Hack 93 Use Cocoon to Create a Well-Formed View of a Web Page, Then Scrape It for Data

figs/expert.gif figs/hack93.gif

Cocoon is a popular web development framework from Apache.

To an XML hacker, the Web is a frustrating place. Little islands of well-formed XML content are awash in vast seas of "tag soup" in the form of malformed HTML documents [Hack #49] . Using a technique known as screen-scraping, it's possible to extract information from these pages, relying on knowledge of specific markup practices or document structures to pick out the data items from amongst the presentation elements.

Generally, screen-scraping involves using text processing tools like Perl that ignore the markup completely. However, there are ways to apply screen-scraping techniques using XML tools such as XSLT, the benefit being that one can go a little further with the tools immediately at hand without having to context switch to another environment?good news when you're after fast results.

This hack will demonstrate how to use elements of Cocoon (http://cocoon.apache.org/), an open source XML processing framework that can create a well-formed view of any web page and then apply XSLT to the results to extract some useful metadata.

7.4.1 Cocoon in 60 Seconds

For the uninitiated, Cocoon is an open source XML processing framework written in Java.
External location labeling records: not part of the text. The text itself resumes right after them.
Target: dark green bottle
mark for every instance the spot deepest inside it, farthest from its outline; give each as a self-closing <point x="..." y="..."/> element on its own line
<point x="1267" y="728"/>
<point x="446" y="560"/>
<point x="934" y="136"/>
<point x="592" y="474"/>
It has a loyal community that is continually enhancing its functionality, but at the core is a very simple but powerful design pattern: the pipeline.

A Cocoon pipeline consists of three basic components: a Generator, responsible for providing the data to be processed; a Transformer that performs some useful processing on that data; and, ultimately, a Serializer that assembles the results. The interface used to glue these components together is the SAX API: a Generator produces SAX events, which are fed into Transformers, which in turn deliver events further down the pipeline until they're finally delivered to a Serializer that constructs the resulting document.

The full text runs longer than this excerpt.